Thursday, October 17, 2013

10/17/13

INSTALLMENT #1 out of...meh, who knows really!!


So…uhmmm…as some of you know, I was in a relationship for 10(ish?) years with my best friend.  We were handfasted on October 9th, 2009, and then went our separate ways in January 2012.  I’m really bad with dates and time spans, so if any of the above is off, well just blame it on the fact that I have never lived in the same place for more than 4 years…

This is deeply personal and you may feel uncomfortable reading it, so I completely understand if you can’t get through all of it, but I feel as if I need to tell you some things.  OH!  Wait!!!  They’re not bad things!!  Don’t worry!  HEY!  Come back!!  Keep reading!!

I need to tell you stuffs.  About humans and relationships…because Imma EXPERT!  (snarf).  Perhaps it’s because this is the first year I will be “alone” on my birthday, and Thanksgiving, and Christmas…but whatever.  I can do this, because I still have that best friend.

And because I’m a bit obsessive compulsive, I will now proceed to form this blog post into an outline…ta-da!!!  …A rambling, can we get back to the point, outline.  (SURPRISE!!)

1.     NEVER stop holding hands.  EVER.  I mean it.  NEVER.  And the best time to hold hands is when the other person isn’t expecting it.  You’re getting a cup of coffee?  You just woke up?  I’m gonna walk over and hold your hand for a split second and look into your eyes.  BAM.  Ok.  Done.  It doesn’t matter if you’ve been hanging out with the person for 1 week or 30 years, you should never stop.  Humans crave contact and if you surprise them with it, you will continue to receive it. 
This also includes walking down the street arm in arm, putting your hand on their thigh while you sit next to each other, holding their arm gently while standing next to each other, and doing creepy face touch randomly (some of you know what this is…some don’t, but trust me, it’s awesome!).
While we’re on the subject of contact, never stop hugging.  Real hugging.  Not some “I have to make sure there’s room for air movement between our bodies because I’m uncomfortable” hug.  Not some weak armed “I don’t want to do this” hug.  Not some “I’m going to pat you on the back when I feel that this hug is lasting too long and I feel awkward” hug: a full blown “I haven’t seen you in SO LONG” hug (even if it’s been an hour).  Seriously.  If you’re not comfortable with hugging, then…well, just the thought made me extremely sad, so I don’t wanna talk about it anymore.
Also, I am not a huge fan of PDA.  Seeing people all smooshy face with each other makes me feel weird…I know, right?!  It’s a bit contradictory to what I’m telling you, but there’s a line, guys!  That being said, if you need to kiss your partner in public, DO IT!  Not the long, drawn out slurpy face kiss, but the “holy crap, I really like you and I don’t know how to put it into words so I’m going to hold your face in my hands and kiss you on the lips/forehead/cheek” kiss.  Life is too short to hold back your feelings for someone.  Period.

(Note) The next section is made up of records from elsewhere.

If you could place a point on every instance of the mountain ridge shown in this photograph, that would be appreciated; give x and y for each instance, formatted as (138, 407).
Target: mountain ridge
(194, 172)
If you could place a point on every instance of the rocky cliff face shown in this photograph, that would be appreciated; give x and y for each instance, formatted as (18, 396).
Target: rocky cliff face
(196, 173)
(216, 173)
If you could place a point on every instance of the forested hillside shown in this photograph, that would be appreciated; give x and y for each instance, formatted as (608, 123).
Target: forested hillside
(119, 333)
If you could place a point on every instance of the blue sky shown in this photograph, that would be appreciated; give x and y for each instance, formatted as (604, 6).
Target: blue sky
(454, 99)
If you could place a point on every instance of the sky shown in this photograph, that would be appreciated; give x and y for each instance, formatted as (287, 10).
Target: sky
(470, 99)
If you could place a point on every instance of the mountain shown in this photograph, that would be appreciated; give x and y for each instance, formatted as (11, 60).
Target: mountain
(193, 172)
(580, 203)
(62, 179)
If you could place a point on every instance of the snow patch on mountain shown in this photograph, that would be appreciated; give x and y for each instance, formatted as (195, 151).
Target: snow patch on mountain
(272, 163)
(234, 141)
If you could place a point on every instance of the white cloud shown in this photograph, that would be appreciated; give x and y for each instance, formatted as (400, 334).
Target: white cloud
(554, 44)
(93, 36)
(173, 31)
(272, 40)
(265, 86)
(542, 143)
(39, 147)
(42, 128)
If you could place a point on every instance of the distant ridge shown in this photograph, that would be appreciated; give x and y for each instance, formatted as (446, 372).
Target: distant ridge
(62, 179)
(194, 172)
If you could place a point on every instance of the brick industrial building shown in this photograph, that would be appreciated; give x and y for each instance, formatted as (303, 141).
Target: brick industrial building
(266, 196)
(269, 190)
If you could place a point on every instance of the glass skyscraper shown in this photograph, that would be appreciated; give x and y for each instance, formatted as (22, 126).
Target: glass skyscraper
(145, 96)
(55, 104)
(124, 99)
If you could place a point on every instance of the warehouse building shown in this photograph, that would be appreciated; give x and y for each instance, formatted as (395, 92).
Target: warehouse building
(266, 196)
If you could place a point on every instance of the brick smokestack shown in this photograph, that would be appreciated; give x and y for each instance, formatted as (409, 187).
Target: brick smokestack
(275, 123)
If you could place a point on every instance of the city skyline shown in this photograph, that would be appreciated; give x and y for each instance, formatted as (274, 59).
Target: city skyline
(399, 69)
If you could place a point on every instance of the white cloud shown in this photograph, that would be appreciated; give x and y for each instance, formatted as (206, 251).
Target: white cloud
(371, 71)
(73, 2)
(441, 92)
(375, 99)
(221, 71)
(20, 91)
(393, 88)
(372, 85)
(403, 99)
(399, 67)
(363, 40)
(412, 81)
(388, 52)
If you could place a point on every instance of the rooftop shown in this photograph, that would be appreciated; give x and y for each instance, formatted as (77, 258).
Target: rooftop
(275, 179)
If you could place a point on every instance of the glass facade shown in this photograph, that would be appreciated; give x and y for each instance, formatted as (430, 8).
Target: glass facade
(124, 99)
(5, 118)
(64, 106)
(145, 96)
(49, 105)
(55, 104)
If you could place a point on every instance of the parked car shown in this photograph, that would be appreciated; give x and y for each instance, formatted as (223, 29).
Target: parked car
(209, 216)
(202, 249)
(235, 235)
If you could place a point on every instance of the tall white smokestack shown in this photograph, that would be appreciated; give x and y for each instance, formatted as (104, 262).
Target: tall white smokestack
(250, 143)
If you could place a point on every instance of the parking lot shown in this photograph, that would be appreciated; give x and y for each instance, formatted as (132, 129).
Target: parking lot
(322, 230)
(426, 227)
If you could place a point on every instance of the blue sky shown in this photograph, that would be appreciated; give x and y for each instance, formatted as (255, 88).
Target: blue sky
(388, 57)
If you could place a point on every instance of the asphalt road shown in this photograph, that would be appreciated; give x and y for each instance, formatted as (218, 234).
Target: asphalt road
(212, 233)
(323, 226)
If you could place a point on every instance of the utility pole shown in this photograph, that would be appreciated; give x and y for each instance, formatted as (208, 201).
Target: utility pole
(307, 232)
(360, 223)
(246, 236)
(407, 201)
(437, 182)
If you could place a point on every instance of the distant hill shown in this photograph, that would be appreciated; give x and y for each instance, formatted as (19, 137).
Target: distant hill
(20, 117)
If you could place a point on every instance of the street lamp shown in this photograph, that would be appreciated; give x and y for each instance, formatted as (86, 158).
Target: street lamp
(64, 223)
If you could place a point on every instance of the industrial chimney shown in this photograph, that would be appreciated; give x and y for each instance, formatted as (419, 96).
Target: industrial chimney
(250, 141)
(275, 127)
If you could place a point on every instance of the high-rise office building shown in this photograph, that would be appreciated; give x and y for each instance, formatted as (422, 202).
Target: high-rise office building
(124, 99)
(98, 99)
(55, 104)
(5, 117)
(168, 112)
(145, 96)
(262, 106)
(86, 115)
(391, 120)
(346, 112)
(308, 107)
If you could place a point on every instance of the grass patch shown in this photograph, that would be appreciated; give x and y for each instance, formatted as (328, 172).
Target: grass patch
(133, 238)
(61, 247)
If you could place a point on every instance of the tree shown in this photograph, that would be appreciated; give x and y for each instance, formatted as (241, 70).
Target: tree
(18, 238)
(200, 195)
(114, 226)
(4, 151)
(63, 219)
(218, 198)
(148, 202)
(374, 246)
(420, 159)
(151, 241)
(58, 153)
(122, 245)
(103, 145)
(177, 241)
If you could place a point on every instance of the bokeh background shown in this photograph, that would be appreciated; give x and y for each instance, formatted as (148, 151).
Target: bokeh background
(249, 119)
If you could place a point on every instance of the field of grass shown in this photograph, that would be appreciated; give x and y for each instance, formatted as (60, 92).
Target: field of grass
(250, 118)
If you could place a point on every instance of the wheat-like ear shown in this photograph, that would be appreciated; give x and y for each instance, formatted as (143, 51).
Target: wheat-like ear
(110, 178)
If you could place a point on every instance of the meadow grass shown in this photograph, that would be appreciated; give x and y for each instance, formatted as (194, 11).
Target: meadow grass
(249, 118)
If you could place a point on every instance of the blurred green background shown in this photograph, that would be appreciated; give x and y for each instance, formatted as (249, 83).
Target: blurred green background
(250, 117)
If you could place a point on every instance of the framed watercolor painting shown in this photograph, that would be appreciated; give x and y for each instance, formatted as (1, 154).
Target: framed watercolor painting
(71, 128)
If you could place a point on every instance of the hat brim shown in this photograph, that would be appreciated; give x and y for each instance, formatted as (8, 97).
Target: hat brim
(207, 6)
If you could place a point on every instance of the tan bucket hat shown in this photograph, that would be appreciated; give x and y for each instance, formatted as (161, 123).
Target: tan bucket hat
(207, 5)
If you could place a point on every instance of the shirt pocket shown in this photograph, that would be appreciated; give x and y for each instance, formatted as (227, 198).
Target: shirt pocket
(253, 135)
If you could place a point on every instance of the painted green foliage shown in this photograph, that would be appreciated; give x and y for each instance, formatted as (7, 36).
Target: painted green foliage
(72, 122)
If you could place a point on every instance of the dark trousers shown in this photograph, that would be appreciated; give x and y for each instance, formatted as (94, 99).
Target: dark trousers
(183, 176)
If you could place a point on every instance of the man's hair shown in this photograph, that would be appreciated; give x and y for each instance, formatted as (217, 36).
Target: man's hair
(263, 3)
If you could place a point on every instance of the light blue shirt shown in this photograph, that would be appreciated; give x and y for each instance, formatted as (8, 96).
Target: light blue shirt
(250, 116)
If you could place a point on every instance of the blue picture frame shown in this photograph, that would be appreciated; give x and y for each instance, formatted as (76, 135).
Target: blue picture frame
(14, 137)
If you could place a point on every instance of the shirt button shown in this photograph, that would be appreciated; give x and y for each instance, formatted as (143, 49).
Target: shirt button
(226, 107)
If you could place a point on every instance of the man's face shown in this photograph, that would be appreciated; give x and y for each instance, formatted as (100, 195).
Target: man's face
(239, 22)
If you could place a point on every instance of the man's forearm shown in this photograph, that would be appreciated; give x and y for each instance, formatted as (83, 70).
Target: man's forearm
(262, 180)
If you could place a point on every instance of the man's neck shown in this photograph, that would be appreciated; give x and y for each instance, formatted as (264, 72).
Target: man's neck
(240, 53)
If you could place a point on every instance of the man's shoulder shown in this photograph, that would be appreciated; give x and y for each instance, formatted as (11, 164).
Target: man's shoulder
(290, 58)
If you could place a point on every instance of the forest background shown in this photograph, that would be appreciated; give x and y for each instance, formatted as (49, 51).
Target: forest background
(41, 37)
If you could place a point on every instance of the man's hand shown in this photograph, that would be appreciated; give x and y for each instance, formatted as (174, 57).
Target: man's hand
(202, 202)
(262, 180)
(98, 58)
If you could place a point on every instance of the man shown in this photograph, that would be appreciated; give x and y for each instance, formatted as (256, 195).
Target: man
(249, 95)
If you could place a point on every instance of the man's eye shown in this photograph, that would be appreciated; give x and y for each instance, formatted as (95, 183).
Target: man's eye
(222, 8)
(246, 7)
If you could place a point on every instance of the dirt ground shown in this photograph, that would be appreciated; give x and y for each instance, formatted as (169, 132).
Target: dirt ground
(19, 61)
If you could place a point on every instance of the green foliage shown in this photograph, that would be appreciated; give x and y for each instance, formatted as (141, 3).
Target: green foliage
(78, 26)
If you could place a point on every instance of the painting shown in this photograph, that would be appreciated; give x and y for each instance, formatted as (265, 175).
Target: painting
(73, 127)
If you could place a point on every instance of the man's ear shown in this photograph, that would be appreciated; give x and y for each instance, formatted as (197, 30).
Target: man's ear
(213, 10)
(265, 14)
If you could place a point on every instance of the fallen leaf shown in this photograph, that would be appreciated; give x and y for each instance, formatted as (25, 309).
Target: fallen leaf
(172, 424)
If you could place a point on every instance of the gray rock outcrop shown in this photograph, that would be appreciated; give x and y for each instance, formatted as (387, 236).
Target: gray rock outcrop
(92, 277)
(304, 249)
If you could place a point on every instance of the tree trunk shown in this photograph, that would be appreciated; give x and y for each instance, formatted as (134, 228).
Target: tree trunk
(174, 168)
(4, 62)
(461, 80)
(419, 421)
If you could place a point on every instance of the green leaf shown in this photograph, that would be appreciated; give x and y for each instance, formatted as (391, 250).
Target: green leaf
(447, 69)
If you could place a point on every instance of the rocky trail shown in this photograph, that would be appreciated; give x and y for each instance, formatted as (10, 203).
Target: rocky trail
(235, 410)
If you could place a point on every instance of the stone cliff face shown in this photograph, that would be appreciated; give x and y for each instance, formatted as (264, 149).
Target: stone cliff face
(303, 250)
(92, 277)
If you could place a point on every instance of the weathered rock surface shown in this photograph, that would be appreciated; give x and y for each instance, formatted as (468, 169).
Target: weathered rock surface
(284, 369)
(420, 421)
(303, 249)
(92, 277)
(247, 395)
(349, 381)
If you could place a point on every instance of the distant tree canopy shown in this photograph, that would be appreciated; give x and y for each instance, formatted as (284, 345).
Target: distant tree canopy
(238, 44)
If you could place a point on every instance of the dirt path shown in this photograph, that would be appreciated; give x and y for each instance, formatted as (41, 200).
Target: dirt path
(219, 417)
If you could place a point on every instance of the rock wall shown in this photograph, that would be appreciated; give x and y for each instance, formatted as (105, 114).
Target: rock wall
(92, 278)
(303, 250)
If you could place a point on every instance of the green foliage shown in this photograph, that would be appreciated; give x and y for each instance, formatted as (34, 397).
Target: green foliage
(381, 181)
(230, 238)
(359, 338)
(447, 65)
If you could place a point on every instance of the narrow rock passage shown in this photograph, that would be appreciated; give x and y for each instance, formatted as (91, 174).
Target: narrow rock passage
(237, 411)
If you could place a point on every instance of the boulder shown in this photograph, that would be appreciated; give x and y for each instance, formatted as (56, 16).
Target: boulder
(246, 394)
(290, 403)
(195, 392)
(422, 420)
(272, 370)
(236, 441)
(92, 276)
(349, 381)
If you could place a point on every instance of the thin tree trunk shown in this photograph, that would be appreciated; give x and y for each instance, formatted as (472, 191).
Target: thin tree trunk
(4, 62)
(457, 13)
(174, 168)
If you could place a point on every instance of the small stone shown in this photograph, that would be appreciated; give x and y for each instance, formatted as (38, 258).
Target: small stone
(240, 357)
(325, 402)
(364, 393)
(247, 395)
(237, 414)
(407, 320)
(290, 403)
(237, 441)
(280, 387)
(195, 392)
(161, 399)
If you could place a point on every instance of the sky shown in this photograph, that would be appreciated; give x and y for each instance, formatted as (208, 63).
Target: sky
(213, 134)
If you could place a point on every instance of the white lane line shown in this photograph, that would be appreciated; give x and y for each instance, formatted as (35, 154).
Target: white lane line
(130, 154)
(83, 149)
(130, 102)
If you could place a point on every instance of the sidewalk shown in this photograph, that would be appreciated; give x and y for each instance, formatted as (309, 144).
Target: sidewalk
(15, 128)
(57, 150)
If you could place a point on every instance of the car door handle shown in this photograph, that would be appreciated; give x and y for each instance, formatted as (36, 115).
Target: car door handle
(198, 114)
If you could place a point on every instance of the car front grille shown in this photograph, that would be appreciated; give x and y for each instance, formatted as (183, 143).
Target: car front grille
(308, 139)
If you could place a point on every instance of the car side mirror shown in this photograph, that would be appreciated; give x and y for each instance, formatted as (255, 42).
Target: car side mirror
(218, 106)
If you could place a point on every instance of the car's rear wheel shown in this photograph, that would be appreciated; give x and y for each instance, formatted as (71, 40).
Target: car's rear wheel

2.     Listen.  If your involved with someone, it’s for a reason, so make sure they know that you care about what they are saying.  Put down your frackin’ phone, turn off the TV, put down your book and actually listen to them.  Don’t try and switch the conversation because you’re thinking about something else while they’re talking.  You’ll get your chance, don’t worry, but right now…listen.  Not only do we crave physical contact but also we crave mental stimulation, and you’re the only one who can make this happen.  Yes, I may tell you that I did laundry today and then proceeded to throw it all on the bed because I didn’t feel like putting it away…what am I trying to tell you??  HA!  I have no idea, other than the fact that when I go home there’s gonna be a monster pile of clean laundry on my bed.  (ssshhhhhhh, don’t tell my mom!!!)  But maybe now you can envision the magic that looks as if Rainbow Brite essssploded on my bed, because you KNOW me and you’re LISTENING…and you’ve seen my socks.
You had a bad day at work?  TELL me!  I’ll listen, commiserate, give you advice, bitch about your boss/co-worker with you, tell you that you should call in sick just for fun so we can go pick apples together.  Be their best friend.

3.     Don’t fight.  Or do??!!  In the 10(ish) years I was in a relationship, we “fought” approximately 3 times.  Yes, that’s three.  And those times they weren’t even “I’m slamming the door” fights, they were “aw, crap, I’m real mad about blah-blah-blah can we talk about this?  I might cry…is that ok?” fights.  Maybe it’s because we started off as best friends and we told each other everything…and we listened to each other.  I don’t know!  But then again, maybe fighting is good for your soul?  Just that carnal Imma yell at you and then feel real bad about it reaction is healthy?  This is one thing that I’m actually not sure about…we’ll just leave it be.  Hey!  Who wants a hug??!!